Under the approach outlined in the dissenting opinion, an indictment returned in Virginia that charged the burglary of a “McDonald’s Restaurant” would not qualify as a violent felony conviction under the ACCA. However, such a burglary should qualify as a violent felony not just because common sense tells us so, but because the actual words on the page of the Shepard-approved document do as well: A defendant who pleads guilty to the burglary of a McDonald’s Restaurant, under similar circumstances to this case, necessarily pleads guilty to the burglary of a building or structure.
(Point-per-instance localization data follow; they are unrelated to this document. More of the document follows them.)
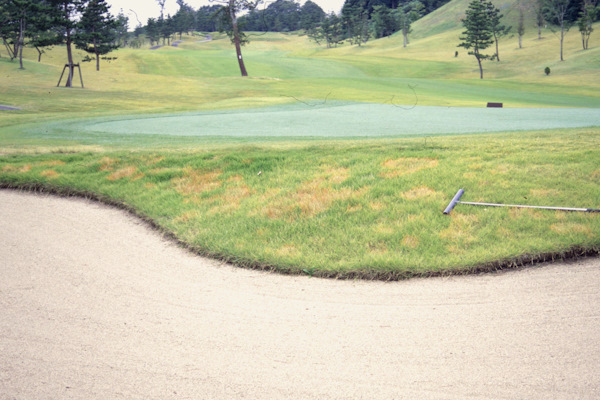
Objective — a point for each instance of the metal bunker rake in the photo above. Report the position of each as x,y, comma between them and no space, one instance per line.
458,195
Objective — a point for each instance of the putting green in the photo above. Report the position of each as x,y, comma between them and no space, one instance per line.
332,120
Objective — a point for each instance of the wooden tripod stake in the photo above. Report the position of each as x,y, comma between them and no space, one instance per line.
71,68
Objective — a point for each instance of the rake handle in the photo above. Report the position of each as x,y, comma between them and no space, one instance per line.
458,195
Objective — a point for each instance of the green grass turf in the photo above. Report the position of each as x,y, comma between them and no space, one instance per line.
368,209
320,205
317,120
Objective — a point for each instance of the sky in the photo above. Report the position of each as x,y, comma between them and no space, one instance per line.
141,10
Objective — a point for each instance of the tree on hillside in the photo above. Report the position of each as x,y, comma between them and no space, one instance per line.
408,14
521,26
589,13
555,12
478,35
185,18
24,22
356,21
498,30
152,31
330,31
206,20
65,18
311,15
228,13
538,8
97,30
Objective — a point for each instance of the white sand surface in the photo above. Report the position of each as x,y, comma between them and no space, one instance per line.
95,305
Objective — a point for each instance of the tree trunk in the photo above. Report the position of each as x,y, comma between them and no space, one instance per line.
97,56
21,43
68,42
236,38
562,40
497,51
70,61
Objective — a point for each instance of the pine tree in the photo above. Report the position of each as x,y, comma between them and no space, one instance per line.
65,14
498,30
96,32
478,35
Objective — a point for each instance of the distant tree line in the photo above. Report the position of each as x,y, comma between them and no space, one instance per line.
85,24
483,26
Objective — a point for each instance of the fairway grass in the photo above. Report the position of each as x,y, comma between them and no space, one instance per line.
369,209
328,162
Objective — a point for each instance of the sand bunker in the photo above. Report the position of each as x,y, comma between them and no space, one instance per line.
95,305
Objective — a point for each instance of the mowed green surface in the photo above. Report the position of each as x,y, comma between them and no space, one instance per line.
252,170
326,121
369,209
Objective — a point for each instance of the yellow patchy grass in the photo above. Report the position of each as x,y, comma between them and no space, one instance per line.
420,193
288,250
51,174
195,182
460,230
127,172
529,213
543,192
406,166
410,241
51,163
231,199
566,228
106,164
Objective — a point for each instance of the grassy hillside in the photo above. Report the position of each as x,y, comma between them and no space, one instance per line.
345,208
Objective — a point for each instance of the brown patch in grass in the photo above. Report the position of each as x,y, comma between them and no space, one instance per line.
316,196
195,182
127,172
107,164
384,229
410,241
311,198
335,175
50,174
231,199
543,193
51,163
566,228
354,208
505,233
420,193
9,168
288,250
406,166
517,213
501,169
188,216
378,248
460,228
377,205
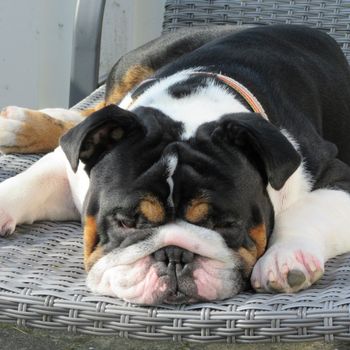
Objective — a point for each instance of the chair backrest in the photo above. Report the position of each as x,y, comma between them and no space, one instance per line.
332,16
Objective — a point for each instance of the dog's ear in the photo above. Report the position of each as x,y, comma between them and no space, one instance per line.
97,134
258,137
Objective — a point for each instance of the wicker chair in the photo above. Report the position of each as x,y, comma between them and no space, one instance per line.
42,277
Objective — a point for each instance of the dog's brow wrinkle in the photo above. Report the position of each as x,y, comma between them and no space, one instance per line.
171,162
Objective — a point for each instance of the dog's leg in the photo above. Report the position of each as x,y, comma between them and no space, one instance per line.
29,131
42,192
305,236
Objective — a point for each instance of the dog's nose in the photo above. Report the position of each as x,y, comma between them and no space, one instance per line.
173,255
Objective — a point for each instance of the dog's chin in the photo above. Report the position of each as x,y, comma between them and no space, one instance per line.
149,282
133,274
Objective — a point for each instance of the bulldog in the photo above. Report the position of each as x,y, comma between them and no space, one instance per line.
217,160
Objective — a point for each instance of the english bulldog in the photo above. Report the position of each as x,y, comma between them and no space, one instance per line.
218,157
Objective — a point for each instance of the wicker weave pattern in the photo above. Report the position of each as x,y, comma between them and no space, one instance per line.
42,280
332,16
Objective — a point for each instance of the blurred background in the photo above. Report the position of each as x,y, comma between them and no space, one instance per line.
38,48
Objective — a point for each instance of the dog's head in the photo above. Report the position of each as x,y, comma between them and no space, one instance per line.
172,220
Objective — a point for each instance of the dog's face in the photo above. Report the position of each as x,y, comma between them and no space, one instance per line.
172,220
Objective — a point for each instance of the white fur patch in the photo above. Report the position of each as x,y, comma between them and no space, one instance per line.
199,240
67,115
204,105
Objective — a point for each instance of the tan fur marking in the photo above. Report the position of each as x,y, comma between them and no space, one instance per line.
258,235
97,254
88,111
197,211
133,76
90,239
40,133
152,209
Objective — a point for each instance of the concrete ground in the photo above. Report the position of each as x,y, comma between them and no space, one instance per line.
12,338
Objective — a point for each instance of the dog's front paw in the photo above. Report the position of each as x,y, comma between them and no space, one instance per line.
7,224
12,125
287,269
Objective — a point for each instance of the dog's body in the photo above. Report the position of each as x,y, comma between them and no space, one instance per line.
184,187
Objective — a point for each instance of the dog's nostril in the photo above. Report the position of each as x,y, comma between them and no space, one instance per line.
173,255
159,255
187,257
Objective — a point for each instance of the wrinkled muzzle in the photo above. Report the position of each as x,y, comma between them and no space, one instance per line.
177,263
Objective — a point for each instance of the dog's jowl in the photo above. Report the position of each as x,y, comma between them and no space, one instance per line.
219,161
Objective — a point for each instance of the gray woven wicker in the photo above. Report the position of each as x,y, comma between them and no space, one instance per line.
42,281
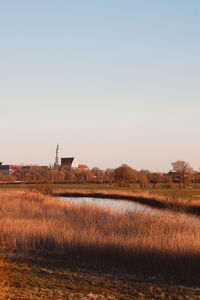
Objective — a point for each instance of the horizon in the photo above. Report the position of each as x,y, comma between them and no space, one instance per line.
112,82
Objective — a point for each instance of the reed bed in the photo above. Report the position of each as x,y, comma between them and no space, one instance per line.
165,245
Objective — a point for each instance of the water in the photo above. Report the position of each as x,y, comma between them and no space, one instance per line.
130,206
115,205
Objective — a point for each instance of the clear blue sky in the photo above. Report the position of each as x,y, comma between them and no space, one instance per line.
111,81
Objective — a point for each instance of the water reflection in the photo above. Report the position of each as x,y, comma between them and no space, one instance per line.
116,205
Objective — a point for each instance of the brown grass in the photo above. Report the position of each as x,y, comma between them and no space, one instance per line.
163,245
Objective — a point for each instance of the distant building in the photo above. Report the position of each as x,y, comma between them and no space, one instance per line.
58,157
9,169
69,162
83,168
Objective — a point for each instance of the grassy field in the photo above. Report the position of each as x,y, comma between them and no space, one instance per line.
187,192
60,250
28,280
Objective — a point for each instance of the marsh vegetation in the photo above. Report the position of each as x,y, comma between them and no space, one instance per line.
139,243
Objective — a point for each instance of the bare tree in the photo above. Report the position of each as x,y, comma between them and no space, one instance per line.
181,170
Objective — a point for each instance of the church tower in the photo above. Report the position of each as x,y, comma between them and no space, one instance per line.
58,157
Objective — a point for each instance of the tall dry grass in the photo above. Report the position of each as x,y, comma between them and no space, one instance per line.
138,242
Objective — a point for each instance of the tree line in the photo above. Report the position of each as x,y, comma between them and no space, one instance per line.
122,176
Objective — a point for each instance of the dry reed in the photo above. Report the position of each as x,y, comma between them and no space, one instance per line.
138,242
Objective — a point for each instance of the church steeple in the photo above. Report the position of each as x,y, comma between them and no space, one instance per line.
58,157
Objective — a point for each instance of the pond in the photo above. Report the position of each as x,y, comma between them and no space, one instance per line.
115,205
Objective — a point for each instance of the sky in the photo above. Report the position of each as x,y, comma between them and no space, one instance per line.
111,81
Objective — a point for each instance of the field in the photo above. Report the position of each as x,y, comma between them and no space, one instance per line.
54,249
184,193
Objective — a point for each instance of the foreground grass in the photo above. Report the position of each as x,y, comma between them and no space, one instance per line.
28,280
165,245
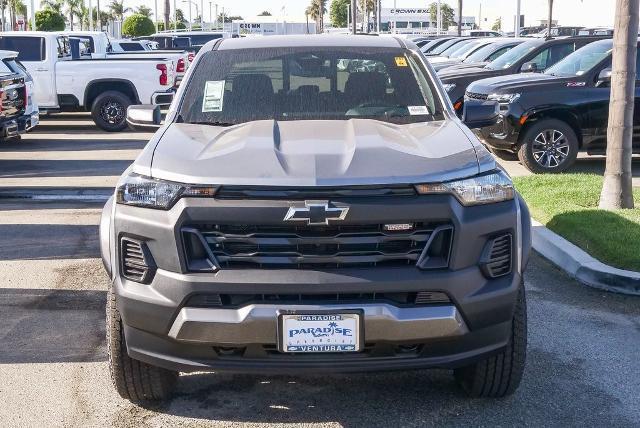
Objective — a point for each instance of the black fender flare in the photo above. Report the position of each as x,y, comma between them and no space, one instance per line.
130,84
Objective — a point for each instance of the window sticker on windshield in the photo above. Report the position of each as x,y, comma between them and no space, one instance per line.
213,96
401,61
417,110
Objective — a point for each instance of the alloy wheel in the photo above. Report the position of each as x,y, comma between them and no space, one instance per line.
550,148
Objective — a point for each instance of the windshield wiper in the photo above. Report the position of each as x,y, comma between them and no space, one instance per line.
213,123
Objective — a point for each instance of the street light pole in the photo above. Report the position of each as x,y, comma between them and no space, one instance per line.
516,33
354,16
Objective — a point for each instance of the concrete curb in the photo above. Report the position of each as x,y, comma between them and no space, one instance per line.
580,265
57,194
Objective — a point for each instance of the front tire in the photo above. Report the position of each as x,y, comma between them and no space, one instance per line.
505,155
549,146
134,380
109,111
500,375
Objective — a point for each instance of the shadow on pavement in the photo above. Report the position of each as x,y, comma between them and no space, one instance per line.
48,241
52,326
62,168
64,145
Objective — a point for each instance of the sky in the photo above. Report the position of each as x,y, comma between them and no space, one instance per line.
568,12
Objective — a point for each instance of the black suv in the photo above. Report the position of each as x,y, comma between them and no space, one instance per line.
547,118
534,55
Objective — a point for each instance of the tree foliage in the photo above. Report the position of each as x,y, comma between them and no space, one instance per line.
49,20
338,12
497,25
144,11
137,25
448,16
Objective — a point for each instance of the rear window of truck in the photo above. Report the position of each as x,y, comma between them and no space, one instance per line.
28,48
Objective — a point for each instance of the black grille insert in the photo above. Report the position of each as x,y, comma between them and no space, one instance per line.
295,246
395,298
241,192
136,262
496,259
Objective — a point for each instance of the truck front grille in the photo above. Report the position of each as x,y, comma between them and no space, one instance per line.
395,298
284,246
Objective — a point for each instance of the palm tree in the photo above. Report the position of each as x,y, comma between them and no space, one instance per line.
144,11
617,187
74,8
55,5
117,9
460,18
367,6
167,12
316,10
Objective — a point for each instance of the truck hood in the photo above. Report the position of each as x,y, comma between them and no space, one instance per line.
522,82
315,153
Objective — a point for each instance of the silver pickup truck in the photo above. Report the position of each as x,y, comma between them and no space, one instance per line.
295,214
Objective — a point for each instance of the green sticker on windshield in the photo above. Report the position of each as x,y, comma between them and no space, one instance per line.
213,96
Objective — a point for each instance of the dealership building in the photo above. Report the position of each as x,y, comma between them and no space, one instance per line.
414,20
272,25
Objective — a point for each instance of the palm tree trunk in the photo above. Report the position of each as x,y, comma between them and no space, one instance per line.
617,189
549,18
460,18
167,13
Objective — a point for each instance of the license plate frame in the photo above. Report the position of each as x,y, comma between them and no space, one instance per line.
356,314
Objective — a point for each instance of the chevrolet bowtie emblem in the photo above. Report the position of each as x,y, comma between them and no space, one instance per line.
316,213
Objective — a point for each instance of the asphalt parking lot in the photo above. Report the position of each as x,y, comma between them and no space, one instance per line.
582,366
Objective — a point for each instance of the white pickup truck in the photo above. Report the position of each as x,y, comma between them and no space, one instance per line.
101,47
105,87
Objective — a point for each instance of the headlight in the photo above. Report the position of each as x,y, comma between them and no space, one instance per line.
478,190
504,98
449,86
148,192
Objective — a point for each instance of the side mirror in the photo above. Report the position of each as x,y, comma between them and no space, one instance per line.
529,67
604,77
480,114
144,117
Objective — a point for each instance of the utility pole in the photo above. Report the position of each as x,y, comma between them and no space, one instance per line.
516,32
395,17
33,16
354,16
439,18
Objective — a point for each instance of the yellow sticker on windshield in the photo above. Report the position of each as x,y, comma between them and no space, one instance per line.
401,61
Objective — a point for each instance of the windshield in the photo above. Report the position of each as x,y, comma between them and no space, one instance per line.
432,44
467,49
453,50
236,86
446,45
482,54
582,60
514,55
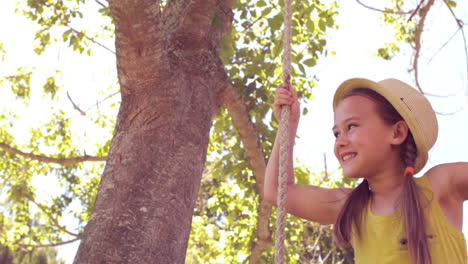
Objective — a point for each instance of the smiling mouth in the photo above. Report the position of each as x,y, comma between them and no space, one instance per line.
348,156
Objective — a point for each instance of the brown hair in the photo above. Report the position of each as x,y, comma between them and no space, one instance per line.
353,211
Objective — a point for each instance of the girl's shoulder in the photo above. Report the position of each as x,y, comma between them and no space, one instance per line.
449,180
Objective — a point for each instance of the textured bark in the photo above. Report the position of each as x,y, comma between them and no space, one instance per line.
170,76
249,134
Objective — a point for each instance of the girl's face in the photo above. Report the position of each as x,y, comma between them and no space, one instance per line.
363,139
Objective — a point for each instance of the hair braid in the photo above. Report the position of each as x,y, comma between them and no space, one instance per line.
413,210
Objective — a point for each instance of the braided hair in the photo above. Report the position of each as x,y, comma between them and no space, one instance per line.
411,198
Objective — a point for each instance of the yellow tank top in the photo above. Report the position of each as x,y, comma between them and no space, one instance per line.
383,240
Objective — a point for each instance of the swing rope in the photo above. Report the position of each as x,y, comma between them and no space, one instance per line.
284,139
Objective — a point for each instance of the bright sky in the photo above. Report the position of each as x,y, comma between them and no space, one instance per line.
356,41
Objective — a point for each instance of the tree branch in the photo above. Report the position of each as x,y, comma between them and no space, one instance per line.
54,220
237,109
61,161
101,4
76,107
91,39
48,245
385,10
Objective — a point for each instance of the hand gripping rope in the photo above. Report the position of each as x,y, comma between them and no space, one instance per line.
284,139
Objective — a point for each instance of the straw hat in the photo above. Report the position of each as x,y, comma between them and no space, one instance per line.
410,103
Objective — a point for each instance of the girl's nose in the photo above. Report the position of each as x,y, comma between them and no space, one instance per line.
341,141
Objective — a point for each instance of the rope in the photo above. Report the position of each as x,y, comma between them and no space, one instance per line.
284,140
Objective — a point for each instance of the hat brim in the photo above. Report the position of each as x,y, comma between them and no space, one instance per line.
397,103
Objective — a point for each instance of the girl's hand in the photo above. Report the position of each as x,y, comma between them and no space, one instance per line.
285,96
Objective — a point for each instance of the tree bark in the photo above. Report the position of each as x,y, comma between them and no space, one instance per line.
171,77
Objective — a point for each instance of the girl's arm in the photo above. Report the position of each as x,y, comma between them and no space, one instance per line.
450,180
309,202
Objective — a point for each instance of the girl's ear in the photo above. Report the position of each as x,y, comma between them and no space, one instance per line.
400,132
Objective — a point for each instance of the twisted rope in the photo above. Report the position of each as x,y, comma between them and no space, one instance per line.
284,139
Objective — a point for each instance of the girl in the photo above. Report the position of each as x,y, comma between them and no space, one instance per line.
383,133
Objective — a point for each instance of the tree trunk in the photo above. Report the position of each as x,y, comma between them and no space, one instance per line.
170,76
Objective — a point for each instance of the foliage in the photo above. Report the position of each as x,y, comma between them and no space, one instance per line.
224,222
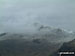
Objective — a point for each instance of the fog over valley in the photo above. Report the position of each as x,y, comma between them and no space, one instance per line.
16,15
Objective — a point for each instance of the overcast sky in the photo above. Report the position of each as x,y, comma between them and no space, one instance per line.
18,15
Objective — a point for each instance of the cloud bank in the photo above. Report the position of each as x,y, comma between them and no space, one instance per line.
20,15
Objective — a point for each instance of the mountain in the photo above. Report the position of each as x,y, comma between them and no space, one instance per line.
24,47
45,41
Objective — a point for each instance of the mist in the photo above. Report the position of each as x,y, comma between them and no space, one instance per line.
20,15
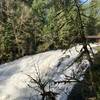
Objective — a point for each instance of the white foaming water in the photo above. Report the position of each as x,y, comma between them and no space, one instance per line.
14,75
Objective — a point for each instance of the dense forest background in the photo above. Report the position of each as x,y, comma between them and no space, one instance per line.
32,26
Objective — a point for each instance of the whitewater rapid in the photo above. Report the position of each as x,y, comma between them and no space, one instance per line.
14,77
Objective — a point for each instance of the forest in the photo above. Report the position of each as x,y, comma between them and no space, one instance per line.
32,27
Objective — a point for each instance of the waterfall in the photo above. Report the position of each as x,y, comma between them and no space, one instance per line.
50,67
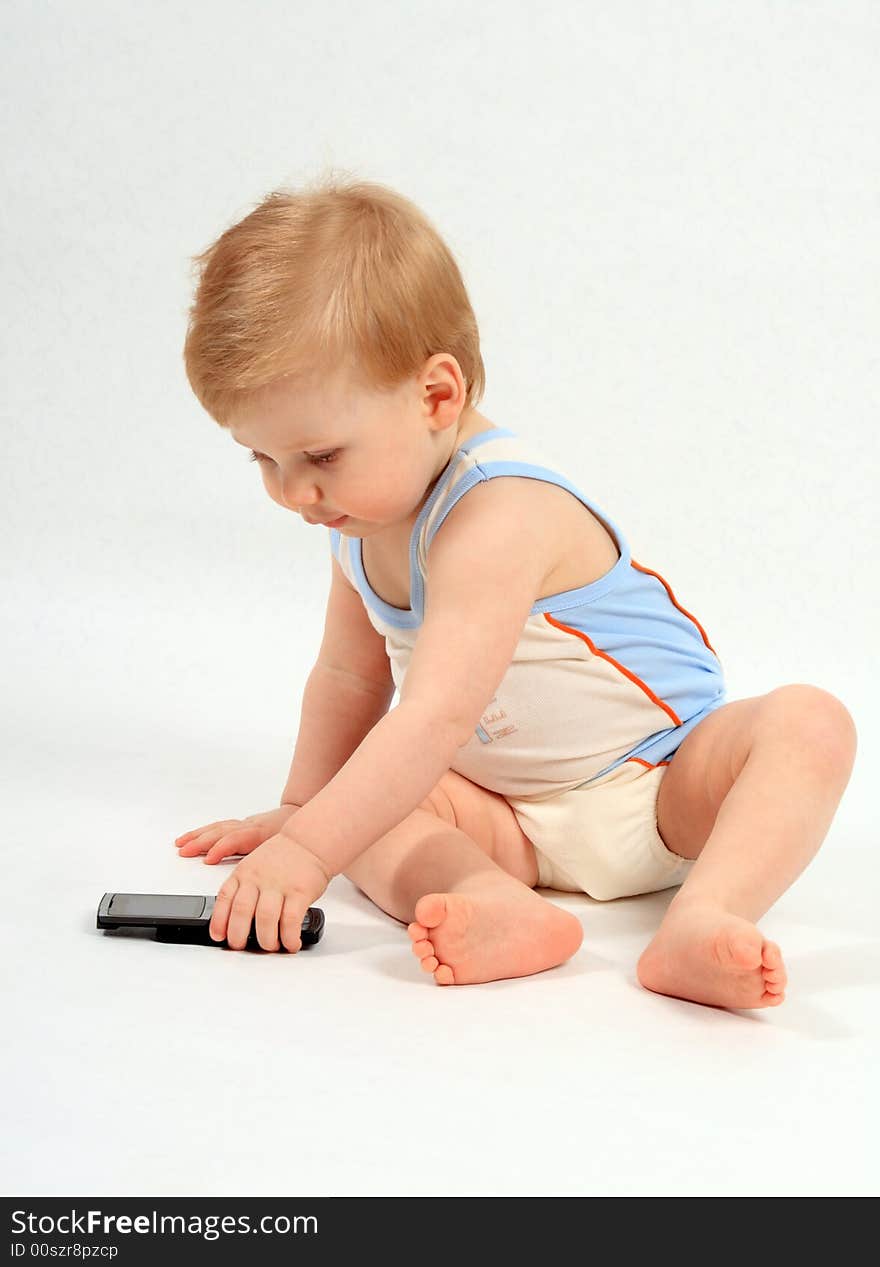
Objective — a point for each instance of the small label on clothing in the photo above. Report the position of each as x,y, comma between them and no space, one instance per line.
495,722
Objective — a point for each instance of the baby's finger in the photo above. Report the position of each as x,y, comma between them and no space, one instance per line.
222,904
232,843
199,831
241,915
269,909
291,923
199,844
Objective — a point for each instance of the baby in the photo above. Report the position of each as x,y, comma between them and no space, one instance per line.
561,720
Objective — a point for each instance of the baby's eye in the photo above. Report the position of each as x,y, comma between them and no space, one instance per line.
315,459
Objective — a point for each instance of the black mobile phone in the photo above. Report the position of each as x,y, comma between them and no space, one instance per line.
184,917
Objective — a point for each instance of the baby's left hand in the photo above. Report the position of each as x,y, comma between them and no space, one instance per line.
279,881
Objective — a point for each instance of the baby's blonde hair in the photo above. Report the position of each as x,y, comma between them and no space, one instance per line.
341,274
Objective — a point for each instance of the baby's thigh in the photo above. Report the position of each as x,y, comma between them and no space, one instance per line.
488,820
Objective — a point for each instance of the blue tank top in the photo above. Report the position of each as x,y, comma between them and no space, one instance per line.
610,672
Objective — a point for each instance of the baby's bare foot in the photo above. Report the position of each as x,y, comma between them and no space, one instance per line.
708,955
489,931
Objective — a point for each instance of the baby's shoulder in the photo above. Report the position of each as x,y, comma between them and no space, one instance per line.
576,545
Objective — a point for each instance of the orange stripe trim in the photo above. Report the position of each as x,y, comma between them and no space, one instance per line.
642,686
690,617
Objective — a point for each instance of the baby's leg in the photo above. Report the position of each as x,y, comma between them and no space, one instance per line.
778,770
469,919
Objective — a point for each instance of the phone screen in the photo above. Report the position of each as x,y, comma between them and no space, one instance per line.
151,906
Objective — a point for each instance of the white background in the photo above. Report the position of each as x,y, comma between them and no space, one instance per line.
666,216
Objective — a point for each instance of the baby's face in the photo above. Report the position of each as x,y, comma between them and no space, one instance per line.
337,452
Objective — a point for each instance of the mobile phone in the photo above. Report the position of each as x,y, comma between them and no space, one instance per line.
184,917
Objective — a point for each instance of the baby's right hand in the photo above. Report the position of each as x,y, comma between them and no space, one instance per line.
229,836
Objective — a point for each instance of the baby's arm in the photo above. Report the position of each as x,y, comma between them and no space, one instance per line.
474,617
476,607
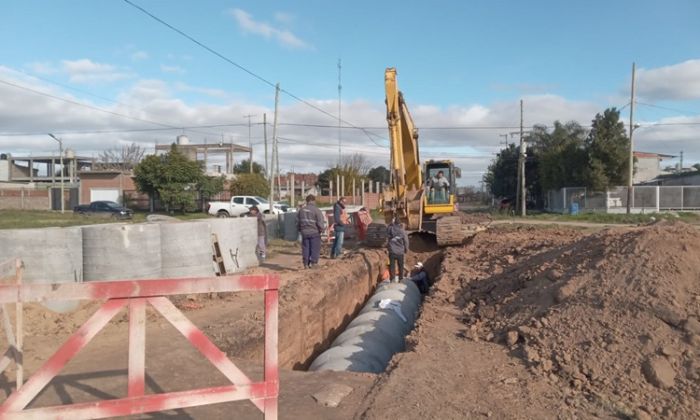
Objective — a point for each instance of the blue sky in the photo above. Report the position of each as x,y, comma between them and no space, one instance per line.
459,62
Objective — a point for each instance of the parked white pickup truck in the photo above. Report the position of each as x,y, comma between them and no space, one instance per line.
241,204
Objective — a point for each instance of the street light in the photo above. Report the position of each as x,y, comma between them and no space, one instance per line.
60,151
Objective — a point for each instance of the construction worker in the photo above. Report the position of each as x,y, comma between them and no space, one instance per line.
261,247
439,184
420,277
340,220
397,246
311,223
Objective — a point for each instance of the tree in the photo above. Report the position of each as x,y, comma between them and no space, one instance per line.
124,158
250,184
379,174
562,156
243,167
172,177
353,167
501,175
209,186
608,151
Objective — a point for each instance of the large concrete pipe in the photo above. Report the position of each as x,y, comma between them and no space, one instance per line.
379,331
121,251
50,255
186,250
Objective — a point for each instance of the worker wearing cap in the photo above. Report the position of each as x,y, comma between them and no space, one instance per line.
261,248
340,221
420,277
310,223
397,245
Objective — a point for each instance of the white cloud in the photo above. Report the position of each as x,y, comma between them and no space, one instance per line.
86,71
172,69
249,25
43,67
284,17
139,56
675,82
303,148
214,93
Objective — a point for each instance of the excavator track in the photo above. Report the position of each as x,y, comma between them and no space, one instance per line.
376,235
451,231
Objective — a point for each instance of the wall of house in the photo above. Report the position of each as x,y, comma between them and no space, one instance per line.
107,180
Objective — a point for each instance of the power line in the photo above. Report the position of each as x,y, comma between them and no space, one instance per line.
95,108
242,68
667,108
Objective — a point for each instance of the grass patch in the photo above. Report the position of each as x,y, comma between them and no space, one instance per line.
27,219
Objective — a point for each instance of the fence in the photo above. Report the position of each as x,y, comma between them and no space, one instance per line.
645,199
136,294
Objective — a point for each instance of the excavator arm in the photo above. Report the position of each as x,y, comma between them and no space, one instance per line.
403,198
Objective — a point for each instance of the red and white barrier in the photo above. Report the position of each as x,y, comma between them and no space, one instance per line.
137,294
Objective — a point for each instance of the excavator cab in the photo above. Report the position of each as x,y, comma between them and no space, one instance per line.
440,188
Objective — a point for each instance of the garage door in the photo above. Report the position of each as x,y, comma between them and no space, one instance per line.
108,194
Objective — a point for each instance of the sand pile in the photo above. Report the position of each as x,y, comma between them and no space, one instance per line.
612,317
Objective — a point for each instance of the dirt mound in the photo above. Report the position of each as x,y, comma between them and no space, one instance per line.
613,316
475,218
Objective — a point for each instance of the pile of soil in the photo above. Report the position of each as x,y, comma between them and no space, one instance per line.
612,318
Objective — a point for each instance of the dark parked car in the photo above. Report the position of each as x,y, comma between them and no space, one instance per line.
105,209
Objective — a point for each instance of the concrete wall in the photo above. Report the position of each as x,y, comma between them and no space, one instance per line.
237,239
50,255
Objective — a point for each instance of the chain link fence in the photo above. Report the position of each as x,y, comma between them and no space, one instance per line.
645,199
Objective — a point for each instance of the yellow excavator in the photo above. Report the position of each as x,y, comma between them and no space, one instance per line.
422,197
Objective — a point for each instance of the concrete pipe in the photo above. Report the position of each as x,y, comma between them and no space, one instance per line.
121,251
50,255
186,250
376,334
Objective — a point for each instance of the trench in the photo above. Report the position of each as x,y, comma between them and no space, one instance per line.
388,316
316,306
348,315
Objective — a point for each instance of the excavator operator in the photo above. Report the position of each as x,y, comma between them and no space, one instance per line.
438,188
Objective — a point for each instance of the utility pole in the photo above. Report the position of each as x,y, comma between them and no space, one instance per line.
250,142
523,146
340,88
265,138
60,151
274,142
630,183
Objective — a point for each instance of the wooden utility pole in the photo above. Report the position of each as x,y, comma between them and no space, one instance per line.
521,199
250,142
630,183
265,138
274,142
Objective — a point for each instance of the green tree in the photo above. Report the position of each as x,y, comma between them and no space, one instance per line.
501,175
243,167
608,151
562,156
171,176
250,184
This is the “actual evidence” we require the government to show in order to prove a predicate conviction under Shepard-approved documents. It appears that under the logic of the dissenting opinion, without the magical words “building” or “structure” stated in the indictment, or added by the defendant, no amount of “actual evidence” would be enough.
Additionally, while pointing out that the government’s burden in this case is “not particularly high,” the dissenting opinion suggests that “the Government may easily draft burglary indictments to refer to ‘buildings or structures’ or otherwise ensure that a defendant admits during his plea colloquy that he did in fact burglarize buildings or structures.” See post at 300. With respect for the dissent’s position, it is neither realistic nor required by the terms of the ACCA. First and foremost, the dis*297sent’s position ignores the reality that the vast bulk of ACCA predicate convictions are state convictions. Those state prosecutors and judges rightfully apply the elements of the crime under that state’s law for the crime charged, not the ever-changing vagaries of a federal sentencing statute. This point is well illustrated by the facts of this case where Virginia charged Foster with the burglaries in 1992, thirteen years before the Supreme Court decided Shepard. When the facts for the predicate state convictions are evident on the face of the indictments and indicate that the defendant violated the portion of the relevant statute that proscribes entry into a building or structure, that is all that is required for ACCA purposes. That requirement was met in this case for the reasons stated above.
V.
Contrary to the dissenting opinion’s suggestion, the record here is not “silent.” Cf. post at 298. The terms of the Shepard-approved documents verify that the fact-finder was required to find that Foster committed generic burglary of the Corner Market and the Sunrise-Sunset Restaurant based on the logical options under the Virginia statute. Rather than on a small river craft or in a railroad car, corner markets that sell cigarettes, food, and beer, and restaurants are operated in buildings or structures. Foster’s prior convictions therefore necessarily occurred under the first clause of the Virginia statute, which proscribes breaking and entering buildings or structures, and thus qualify as violent felonies under the ACCA. For these reasons, we vacate Foster’s sentence and remand the case to the district court for resentencing.